Maka muncul kecenderungan partai hanya akan mendukung dengan melihat potensi keterpilihan, tidak lagi kedekatan secara parpol. Hal inilah yang menjadikan pergerakan politik sulit ditebak.
Pengamat politik dari Universitas Islam Negeri Alauddin Makassar (UINAM), Ibnu Hadjar Yusuf, punya pandangannya sendiri terkait pemetaan para kontestan. Menurutnya, semua figur punya peluang untuk menang, tetapi apabila masuk pada wilayah ketokohan akan merujuk pada calon tertentu yang memiliki peluang lebih besar.
Menurutnya, Danny Pomanto yang notabene mantan Wali Kota Makassar dengan sederet terobosan, jadi yang terdepan. “Pak Danny sangat besar peluangnya. Dia incumbent, program begitu mengakar dan itu sangat dirasakan warga,” kata Ibnu kepada awak media, Selasa (21/7/2020).
“Deng Ical adalah mantan wali kota, tetapi saat menjabat Pak Danny yang memegang peranan. None mantan Kadis Pendidikan (Sulsel) juga klan Yasin Limpo. Sementara Appi seperti diketahui punya sokongan Bosowa. Semuanya berpeluang, tetapi kalau soal ketokohan Pak Danny memang memiliki peluang, paham betul soal kepemimpinan,” bebernya.
Ibnu menjelaskan, apabila dikembalikan kepada partai, secara subjektif mereka tentu akan punya jagoan masing-masing. Akan tetapi, jika penilaiannya objektif, maka akan merujuk pada satu nama, yakni Danny Pomanto.
“Partai seharusnya memilih ideal dalam pandangan objektif, bukan subjektif. Karena pasti partai juga memikirkan nasib warga ke depan dan itu bisa dilihat dari pemerintahan sebelumnya. Elite paham soal itu,” beber Ketua PB HMI periode 2010-2012 itu.
Ibnu melanjutkan, partai juga akan dinilai publik dalam memilih figur. “Masyarakat sudah cerdas melihat itu. ‘Oh ya partai ini memilih sesuai pilihan masyarakat’. Jadi nafikanlah tarik menarik, tapi objektiflah memilih.

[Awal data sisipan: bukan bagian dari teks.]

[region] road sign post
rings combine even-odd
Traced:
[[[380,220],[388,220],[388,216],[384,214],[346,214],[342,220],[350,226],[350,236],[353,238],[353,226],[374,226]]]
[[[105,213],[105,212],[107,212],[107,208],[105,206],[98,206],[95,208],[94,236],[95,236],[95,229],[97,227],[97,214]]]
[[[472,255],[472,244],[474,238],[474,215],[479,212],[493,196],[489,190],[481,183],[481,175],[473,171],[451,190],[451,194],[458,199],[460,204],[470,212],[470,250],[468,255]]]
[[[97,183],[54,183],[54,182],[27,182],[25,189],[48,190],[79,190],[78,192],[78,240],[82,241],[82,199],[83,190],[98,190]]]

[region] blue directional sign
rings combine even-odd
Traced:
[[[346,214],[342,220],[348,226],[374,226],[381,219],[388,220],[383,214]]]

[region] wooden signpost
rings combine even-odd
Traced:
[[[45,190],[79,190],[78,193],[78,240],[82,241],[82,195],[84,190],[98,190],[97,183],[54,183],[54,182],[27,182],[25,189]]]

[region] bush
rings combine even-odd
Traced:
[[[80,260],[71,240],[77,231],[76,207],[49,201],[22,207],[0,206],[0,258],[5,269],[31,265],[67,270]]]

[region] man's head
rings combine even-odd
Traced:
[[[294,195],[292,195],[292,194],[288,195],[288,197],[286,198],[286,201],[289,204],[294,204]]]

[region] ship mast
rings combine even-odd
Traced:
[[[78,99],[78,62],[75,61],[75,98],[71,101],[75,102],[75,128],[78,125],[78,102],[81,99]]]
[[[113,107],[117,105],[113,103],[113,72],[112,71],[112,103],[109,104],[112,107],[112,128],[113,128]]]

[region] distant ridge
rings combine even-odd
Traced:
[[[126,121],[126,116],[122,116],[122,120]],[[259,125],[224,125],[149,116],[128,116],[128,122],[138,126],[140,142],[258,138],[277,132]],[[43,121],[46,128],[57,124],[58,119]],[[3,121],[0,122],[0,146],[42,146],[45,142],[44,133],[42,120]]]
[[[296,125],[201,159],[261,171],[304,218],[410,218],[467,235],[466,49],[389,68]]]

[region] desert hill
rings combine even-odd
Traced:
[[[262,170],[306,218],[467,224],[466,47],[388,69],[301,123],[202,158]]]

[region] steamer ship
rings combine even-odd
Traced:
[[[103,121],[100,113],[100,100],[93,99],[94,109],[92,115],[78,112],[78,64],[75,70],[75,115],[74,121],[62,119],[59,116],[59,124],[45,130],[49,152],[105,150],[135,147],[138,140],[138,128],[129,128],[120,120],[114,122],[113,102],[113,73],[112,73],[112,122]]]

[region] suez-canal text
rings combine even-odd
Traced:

Ini yang penting,” ucapnya.
Pengamat politik dari Universitas Hasanuddin (Unhas), Andi Ali Armunanto, turut menyebut bahwa kecenderungan partai saat ini memang cenderung pragmatis. Mereka mencari mesin politik yang sudah jadi. “Partai seperti tidak mau bekerja, tetapi mau mendapat hasil maksimal,” katanya.
Ali Armunanto menilai, partai yang mau bekerja serius itulah yang nantinya menjadi pembeda. Dia pun menyentil akan ada partai yang nantinya jadi “pete-pete”, partai itu hanya sebatas pengangkut kandidat. “Ada juga memang partai yang hanya cari mahar. Ada juga yang datang dengan membawa kepentingan partai sendiri,” tuntasnya. (*)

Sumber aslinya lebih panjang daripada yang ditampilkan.